Adakalanya hidup itu kadang seperti titik puncak, entah kebahagiaan maupun kesedihan. Kekecewaan, keputus-asaan maupun semangat yang menggebu-gebu. Banyak ya perasaannya. Kadang sampai juga di titik jenuh. Merasa bahwa selama ini hanya melakukan yang sia-sia. Bukankah di dunia ini tidak ada yang sia-sia? Memang, namun jika kekecewaan itu memuncak, ia bagai bom yang meledakkan fikiran-fikiran bahwa yang dilakukan tak ada gunanya. Kenapa ya kok muncul fikiran-fikiran tersebut? Mungkin saat itu memang sedang kehilangan makna dari mengapa sampai saat ini masih melakukan hal yang sama.

Ada hari dimana menahan diri kadang sangat melelahkan, tak perlu menunjukkan pada siapapun bahwa ia kuat, tak perlu membuktikan bahwa ia tidak lari dari masalah, tak apa menjadi seseorang yang lemah, tapi hei, memang semua “pencitraan” itu untuk siapa? Bukankah itu dilakukan untuk diri sendiri, bukankah semua pembuktian itu memang untuk menunjukkan pada diri sendiri bahwa ia cukup kuat menghadapi semuanya? Tak menyenangan melepaskan kendali diri, sangat tak mudah menghadapi situasi diri yang meluapkan apa yang selama ini ditahan, itu sama sekali bukan solusi.

Jika seperti itu, memang masalahnya dimana? Masalahnya itu ada di dalam diri, tentang kendali yang dilakukan mungkin memang sedang lemah karena gak bisa menuntut diri untuk kuat terus menerus. Biarkan ia mengendor sedikit untuk kemudian menarik kembali, dengan begitu kekuatannya akan kembali maksimal lagi. Memang tidak bisa menuntut untuk terus menjadi baik, tapi itu semua bisa di usahakan, dan Allah sangat tau usaha yang dilakukan. Seberapa besar perjuangan untuk tidak kehilangan kendali.

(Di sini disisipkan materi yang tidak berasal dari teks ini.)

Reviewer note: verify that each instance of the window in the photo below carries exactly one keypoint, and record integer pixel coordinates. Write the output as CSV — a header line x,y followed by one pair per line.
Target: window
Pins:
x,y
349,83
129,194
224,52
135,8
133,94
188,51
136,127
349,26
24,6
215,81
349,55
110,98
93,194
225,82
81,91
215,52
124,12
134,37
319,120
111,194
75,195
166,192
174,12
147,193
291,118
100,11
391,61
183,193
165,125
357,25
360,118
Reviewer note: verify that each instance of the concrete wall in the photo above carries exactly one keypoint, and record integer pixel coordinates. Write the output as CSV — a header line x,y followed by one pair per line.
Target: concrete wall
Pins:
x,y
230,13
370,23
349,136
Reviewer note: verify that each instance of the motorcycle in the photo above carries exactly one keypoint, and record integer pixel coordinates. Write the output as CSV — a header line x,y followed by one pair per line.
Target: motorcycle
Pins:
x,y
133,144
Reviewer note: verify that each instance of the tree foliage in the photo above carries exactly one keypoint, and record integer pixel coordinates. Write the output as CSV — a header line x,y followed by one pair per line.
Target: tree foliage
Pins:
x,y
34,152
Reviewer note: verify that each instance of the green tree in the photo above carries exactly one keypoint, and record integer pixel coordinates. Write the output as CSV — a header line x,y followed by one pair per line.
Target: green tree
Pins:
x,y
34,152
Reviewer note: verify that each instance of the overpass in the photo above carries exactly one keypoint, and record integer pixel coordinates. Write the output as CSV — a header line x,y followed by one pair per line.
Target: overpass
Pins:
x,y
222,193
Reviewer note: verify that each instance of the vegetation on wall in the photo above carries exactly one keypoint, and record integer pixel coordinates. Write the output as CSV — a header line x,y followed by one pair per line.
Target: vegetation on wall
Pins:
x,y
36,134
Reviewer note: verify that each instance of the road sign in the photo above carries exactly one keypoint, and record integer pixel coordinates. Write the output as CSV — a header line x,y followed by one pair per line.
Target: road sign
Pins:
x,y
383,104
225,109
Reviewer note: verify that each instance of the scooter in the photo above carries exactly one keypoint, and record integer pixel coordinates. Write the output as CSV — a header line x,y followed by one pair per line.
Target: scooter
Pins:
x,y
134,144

Jangan marah pada keadaan meski kadang merasa sangat berhak. Jangan terus merasa lelah meski rasanya sakit hingga ke tulang. Adakalanya memang waktu untuk jatuh, tapi Allah selalu memberi kesempatan untuk berdiri lagi. Tak apa bersakit-sakit dulu, barangkali menemukan kenikmatan pada rasa sakit itu sendiri. Hanya percayalah, bahwa apa yang dilewati ini tidak dilakukan sendiri, melainkan ada Allah yang selalu menemani. Jangan bosan dengan semua hal yang mungkin dianggap remeh orang lain, selama tau itu bermanfaat dan itu sebuah kebaikan, mungkin dari sana mendapat keberkahan yang berlipat lipat. Mungkin dari sana sumber kebaikan yang akan datang dari berbagai arah dan bertubi-tubi. Percayalah, bahwa tak ada kebaikan yang sia-sia.

Beri waktu diri untuk rebah, asal jangan lengah. Beri kesempatan untuk berkeluh kesah dan jeda dari mimpi yang mungkin goyah. Tidak apa-apa, semua akan baik-baik saja. Pada akhirnya kita akan kembali menjalaninya lagi, pada akhirnya yang terjadi ya tetap terjadi. Di dunia ini hanya bertugas untuk menjalani, semua alur ceritanya, Allah yang menyiapkannya. Allah yang membasuh hati untuk siap di gunakan lagi. Bangun percaya dalam diri kembali, dan bangunkan mimpi yang tinggi, meski pada akhirnya terseok-seok, diri tau bahwa ia sedang menjalani tugas mulia sebagai seorang hamba yang berusaha.